Após mais de 13 horas de julgamento, o Conselho de Sentença acatou integralmente as teses do Ministério Público de Santa Catarina (MPSC) e condenou o réu por feminicídio, ocultação de cadáver e sequestro qualificado. As penas somadas chegam a 71 anos de reclusão em regime fechado, além do pagamento de 300 dias-multa.
Promotoria destacou frieza e gravidade do crime
A acusação foi conduzida pelos promotores Estevão Vieira Diniz Pinto e Edisson de Melo Menezes, integrante do Grupo de Atuação Especial do Tribunal do Júri (GEJÚRI).
Durante o julgamento, o Ministério Público destacou a gravidade e a frieza da conduta do réu. Segundo a acusação, o crime foi caracterizado como feminicídio não apenas pelo contexto familiar, mas também pelo desprezo à condição feminina da vítima.
Crime ocorreu após discussão familiar
De acordo com a denúncia, o crime aconteceu em 25 de maio de 2025, no interior de Abelardo Luz, onde a família residia. Após um desentendimento com a companheira, o homem pegou a criança sob o pretexto de brincar e se afastou para uma área de mata.

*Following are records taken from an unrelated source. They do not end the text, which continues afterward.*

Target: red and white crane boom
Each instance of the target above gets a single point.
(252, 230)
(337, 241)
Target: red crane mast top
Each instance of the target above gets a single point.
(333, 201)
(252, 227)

Ele atravessou o Rio Chapecozinho, que divide os municípios de Abelardo Luz e Vargeão, e seguiu até um local de difícil acesso, onde matou a filha por asfixia.
Corpo foi localizado no dia seguinte
Ainda na tarde do crime, o homem entrou em contato com familiares e confessou o ocorrido. Com mediação de uma filha mais velha, ele se entregou às autoridades.
Cerca de 80 agentes participaram das buscas na região, e o corpo da criança foi localizado apenas na manhã seguinte.
Pena máxima e agravantes reconhecidos
Os jurados reconheceram todas as qualificadoras apresentadas pelo Ministério Público no crime de feminicídio, incluindo o fato de a vítima ser menor de 14 anos, além do uso de recurso que impossibilitou a defesa.
A pena pelo feminicídio foi fixada em 60 anos de prisão. Já pelo sequestro qualificado, o réu foi condenado a oito anos, e por ocultação de cadáver, a três anos de reclusão, além de multa.
Réu já tinha histórico de violência
Durante o julgamento, o Ministério Público também apresentou antecedentes do acusado, incluindo condenação anterior por lesão corporal, ameaça e porte ilegal de arma de fogo, além de relatos de violência doméstica contra a companheira.
Família acompanhou julgamento e pede justiça
Familiares da vítima acompanharam o julgamento vestindo camisetas com a foto da criança. Após a sentença, a mãe, Ester Alzira Rodrigues da Silva, relatou emoção e sensação de justiça.
Condenação será cumprida imediatamente
A Justiça manteve a prisão preventiva do réu, que não poderá recorrer em liberdade. A decisão segue entendimento do Supremo Tribunal Federal, que permite a execução imediata da pena após condenação pelo Tribunal do Júri.
Nova lei do feminicídio foi aplicada no caso
O crime já foi julgado sob as regras da Lei do Feminicídio (Lei 14.994/2024), que transformou o feminicídio em crime autônomo, com pena prevista entre 20 e 40 anos de reclusão.
No caso julgado em Ponte Serrada, a pena foi aumentada devido à idade da vítima e às circunstâncias do crime, resultando na condenação máxima aplicada pelo júri.